Ohne verkrampft in einen populärwissenschaftlichen Duktus zu verfallen, dabei aber immer gut und flüssig lesbar, beschreibt Herold-Schmidt in ihrem Buch den Werdegang der bis heute als Mutter aller Krankenschwestern angesehenen Florence Nightingale. Sie beginnt mit deren Herkunft, ihrem sozialen und familiären Umfeld, damit erklärt sich dann auch vieles im späteren Handeln und Wirken dieser besonderen Frau.
Nightingale, der im Gegensatz zum üblicherweise vorgegebenen Leben der Frauen ihrer Zeit nie der Sinn nach Ehe und Mutterschaft stand, kann dank ihres Vater und ihrer wohlhabenden Familie ihre Bildung wesentlich weiter vertiefen als für Frauen der damaligen Zeit gewünscht und gefördert. Besonders wichtig ist ihr in ihrem ganzen Leben das Hinterfragen, das nicht einfach hinnehmen von Gegebenheiten. Sie ist auch eine große Freundin von Statistiken, die ihr später, nach dem Ende der Krimkriege, als sie in England als Beraterin vieler Minister und sogar der Königin herangezogen wird, sehr behilflich sind, wenn es darum geht, sture Männer von ihren Vorstellungen zu überzeugen.
Zu ihrer Zeit, als sie zum ersten Mal auf die Schlachtfelder und in die Lazarette kommt, ist die Tätigkeit von Frauen in Hospitälern etwas Ungewohntes, Fremdes.
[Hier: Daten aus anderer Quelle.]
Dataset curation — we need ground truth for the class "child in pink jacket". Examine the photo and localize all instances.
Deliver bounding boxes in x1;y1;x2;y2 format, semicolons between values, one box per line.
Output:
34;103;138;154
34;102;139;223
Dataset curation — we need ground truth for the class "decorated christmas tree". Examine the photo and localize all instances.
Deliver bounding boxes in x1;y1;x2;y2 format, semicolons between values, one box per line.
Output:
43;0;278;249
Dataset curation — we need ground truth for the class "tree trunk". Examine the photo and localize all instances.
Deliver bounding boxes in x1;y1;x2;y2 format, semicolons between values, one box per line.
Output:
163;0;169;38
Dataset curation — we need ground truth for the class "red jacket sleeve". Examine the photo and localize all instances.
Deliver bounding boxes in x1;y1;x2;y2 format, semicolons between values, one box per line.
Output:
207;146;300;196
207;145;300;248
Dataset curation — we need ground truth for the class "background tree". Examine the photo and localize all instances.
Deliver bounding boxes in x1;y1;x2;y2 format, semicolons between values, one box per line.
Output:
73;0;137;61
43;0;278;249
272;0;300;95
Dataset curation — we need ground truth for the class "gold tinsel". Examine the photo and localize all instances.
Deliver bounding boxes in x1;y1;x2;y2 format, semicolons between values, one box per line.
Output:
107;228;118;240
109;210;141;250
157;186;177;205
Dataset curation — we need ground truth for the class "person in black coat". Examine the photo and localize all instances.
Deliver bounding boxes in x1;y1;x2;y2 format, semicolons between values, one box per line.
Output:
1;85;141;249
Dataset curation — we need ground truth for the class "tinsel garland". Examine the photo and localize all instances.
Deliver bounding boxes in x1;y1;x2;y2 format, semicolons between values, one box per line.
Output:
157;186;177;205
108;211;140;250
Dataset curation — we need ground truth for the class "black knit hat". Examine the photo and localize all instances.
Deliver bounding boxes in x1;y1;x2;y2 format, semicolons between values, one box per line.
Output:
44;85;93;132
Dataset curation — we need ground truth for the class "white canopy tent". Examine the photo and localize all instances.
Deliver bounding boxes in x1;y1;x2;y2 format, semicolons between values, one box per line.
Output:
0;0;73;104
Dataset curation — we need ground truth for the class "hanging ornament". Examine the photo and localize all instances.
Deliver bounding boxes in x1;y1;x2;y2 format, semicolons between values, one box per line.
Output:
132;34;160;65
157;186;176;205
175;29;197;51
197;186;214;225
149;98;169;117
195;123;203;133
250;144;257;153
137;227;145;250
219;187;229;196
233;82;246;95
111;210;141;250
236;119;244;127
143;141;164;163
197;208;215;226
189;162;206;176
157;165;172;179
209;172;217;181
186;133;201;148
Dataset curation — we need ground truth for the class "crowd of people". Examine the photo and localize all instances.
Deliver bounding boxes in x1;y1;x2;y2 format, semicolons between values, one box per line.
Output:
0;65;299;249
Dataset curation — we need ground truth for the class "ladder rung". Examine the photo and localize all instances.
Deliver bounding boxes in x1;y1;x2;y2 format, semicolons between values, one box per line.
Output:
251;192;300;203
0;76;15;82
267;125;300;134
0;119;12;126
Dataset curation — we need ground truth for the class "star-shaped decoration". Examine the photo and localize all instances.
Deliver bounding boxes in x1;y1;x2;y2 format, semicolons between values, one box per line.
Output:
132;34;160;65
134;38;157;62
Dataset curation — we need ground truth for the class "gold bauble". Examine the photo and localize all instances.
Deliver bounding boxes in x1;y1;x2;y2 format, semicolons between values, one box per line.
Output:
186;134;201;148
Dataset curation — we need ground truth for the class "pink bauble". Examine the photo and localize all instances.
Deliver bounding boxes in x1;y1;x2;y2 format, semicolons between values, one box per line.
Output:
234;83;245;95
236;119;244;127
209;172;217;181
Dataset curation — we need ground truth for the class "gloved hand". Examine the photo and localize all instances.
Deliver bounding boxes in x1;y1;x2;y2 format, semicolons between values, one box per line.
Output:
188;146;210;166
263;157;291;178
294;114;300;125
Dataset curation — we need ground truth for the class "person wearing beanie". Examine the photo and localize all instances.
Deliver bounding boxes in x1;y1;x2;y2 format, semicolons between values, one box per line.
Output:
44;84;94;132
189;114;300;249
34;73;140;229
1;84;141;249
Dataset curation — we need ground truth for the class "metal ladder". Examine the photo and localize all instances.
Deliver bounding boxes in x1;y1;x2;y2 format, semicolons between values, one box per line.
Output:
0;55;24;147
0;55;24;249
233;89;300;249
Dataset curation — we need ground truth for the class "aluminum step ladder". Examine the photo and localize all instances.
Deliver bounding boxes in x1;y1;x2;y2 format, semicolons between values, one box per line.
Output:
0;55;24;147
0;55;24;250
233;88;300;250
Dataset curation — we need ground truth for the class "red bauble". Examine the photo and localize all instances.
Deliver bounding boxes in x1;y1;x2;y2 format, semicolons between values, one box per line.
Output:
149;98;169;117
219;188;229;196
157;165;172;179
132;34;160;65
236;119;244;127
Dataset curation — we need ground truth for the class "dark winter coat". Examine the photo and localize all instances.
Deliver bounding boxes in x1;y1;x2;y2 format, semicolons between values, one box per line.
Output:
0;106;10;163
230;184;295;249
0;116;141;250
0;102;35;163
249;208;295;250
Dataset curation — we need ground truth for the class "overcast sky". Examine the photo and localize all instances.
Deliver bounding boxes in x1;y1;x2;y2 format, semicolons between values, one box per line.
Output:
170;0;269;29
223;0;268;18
Wenn überhaupt, kommen Frauen aus der Unterschicht, oft dem Alkohol verfallen oder aus Armut kriminell geworden, dort zum Einsatz. Nightingale ändert das, beginnt damit, die sich freiwillig meldenden Frauen auszubilden, wobei sie ganz besonders auf große Hygiene achtet, etwas, was zu dieser Zeit wenig bis gar nicht beachtet wird. Beliebt macht sie sich damit nicht, insbesondere nicht bei Militär und bei den Befehlshabern.
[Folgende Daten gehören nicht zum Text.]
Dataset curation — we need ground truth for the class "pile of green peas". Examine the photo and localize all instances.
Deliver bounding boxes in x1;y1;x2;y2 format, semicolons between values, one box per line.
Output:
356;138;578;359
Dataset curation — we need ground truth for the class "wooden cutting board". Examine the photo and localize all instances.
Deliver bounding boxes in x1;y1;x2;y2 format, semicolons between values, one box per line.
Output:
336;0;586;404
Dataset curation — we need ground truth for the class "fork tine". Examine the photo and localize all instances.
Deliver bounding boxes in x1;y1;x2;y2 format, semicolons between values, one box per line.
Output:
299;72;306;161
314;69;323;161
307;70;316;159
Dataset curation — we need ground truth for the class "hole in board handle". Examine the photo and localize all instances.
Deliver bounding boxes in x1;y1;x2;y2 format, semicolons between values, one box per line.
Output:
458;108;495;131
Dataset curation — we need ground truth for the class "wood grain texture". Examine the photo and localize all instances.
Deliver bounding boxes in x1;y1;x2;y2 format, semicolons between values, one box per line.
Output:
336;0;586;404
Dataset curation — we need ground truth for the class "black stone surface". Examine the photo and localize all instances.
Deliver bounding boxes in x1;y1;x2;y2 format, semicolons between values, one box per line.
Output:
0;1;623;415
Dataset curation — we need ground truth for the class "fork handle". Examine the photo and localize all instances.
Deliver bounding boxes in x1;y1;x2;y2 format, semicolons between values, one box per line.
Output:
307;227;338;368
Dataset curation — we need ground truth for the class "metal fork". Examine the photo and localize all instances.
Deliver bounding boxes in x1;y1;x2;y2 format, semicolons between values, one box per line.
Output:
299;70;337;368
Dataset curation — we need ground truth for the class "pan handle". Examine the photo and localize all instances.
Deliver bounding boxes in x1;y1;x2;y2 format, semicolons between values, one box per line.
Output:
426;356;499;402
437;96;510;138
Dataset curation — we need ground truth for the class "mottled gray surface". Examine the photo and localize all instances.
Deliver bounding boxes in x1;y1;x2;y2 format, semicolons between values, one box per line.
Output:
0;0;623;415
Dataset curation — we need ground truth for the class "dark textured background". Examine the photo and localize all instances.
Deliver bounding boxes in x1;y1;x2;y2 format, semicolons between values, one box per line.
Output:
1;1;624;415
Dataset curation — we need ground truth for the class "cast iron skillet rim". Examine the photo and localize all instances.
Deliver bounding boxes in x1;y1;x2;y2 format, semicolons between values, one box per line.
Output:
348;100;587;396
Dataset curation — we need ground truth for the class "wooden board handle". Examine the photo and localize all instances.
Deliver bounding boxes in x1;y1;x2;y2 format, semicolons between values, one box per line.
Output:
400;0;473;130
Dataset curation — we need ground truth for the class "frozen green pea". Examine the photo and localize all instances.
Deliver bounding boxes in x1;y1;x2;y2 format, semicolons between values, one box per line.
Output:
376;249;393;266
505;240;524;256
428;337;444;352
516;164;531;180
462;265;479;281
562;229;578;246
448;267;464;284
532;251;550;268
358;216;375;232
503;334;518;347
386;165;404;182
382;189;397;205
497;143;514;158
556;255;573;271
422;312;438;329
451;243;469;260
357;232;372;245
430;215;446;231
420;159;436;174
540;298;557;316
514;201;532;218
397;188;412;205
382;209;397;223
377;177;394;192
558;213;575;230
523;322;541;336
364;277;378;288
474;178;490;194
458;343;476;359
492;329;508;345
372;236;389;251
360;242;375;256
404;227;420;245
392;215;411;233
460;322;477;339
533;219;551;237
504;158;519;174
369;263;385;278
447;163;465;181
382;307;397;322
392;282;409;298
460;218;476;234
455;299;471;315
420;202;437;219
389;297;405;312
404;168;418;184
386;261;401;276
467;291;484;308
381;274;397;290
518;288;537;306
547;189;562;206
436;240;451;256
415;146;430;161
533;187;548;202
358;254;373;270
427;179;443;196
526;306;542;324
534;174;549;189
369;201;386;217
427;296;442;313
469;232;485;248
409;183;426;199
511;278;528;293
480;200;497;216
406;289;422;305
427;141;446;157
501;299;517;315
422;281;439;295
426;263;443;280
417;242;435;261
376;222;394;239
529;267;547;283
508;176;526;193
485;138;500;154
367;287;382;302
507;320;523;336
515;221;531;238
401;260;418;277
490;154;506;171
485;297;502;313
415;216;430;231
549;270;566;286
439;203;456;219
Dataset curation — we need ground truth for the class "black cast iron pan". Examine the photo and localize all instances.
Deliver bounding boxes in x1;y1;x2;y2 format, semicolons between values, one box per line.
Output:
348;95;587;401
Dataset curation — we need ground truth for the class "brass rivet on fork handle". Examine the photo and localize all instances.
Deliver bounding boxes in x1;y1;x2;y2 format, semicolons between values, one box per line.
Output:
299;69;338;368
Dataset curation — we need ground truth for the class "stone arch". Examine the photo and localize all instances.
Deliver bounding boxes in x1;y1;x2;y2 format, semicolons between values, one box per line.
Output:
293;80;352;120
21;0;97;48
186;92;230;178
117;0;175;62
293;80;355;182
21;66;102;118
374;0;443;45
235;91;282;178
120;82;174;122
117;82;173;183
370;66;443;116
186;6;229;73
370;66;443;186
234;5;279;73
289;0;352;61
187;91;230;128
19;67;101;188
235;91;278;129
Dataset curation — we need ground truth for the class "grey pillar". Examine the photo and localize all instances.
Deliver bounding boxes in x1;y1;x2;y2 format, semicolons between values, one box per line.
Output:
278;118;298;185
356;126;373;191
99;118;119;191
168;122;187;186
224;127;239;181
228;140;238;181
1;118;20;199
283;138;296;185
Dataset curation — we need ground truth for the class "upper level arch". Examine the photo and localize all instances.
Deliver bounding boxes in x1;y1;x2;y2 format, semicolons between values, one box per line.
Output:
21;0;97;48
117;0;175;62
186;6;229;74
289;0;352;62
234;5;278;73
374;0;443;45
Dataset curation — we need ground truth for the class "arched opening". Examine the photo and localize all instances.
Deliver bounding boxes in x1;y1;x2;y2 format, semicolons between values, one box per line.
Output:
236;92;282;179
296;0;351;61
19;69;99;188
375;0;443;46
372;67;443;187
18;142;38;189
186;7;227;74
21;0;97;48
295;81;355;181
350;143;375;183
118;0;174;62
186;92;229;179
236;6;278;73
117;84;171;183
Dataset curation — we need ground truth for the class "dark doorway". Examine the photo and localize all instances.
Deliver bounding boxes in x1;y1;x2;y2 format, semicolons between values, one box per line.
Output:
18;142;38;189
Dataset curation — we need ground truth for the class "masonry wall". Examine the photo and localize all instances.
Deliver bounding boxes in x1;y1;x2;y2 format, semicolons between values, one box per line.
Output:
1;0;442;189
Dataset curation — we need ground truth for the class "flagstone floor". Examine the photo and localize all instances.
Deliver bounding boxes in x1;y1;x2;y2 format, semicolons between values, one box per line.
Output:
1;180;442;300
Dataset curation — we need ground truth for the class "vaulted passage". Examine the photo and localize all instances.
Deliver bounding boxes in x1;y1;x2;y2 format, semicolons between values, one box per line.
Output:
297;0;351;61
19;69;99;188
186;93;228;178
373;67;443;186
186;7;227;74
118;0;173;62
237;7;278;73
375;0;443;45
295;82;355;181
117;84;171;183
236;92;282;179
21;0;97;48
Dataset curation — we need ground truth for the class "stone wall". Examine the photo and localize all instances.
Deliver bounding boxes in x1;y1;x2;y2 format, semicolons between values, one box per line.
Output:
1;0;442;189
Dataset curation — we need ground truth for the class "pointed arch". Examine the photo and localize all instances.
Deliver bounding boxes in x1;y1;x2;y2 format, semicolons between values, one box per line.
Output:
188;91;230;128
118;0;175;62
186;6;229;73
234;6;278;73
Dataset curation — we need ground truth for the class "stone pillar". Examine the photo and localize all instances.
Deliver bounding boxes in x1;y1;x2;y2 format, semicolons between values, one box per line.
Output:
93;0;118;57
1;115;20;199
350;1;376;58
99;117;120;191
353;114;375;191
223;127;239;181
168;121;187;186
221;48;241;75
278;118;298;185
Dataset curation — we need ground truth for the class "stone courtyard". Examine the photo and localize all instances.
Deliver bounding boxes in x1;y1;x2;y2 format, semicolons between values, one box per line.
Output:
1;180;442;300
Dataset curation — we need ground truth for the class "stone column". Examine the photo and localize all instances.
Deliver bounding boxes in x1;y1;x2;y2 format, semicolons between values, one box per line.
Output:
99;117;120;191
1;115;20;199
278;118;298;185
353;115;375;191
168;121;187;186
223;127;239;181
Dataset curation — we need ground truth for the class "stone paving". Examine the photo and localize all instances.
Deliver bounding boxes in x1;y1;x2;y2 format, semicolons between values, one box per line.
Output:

Aber sie setzt sich durch, was sich im Grunde bis heute spüren lässt. Noch heute gibt es Schwesternschulen, die auf den Methoden und Lehren Nightingales beruhen oder doch zumindest ihren Namen tragen.
All das schildert die Autorin in diesem spannenden und hochinteressanten Buch, das man nur empfehlen kann. Es bietet sich an, weiterführende Literatur heranzuziehen, worauf man auch entschieden Lust bekommt, nach dieser Lektüre.
Hedwig Herold-Schmidt – Florence Nightingale: Die Frau hinter der Legende.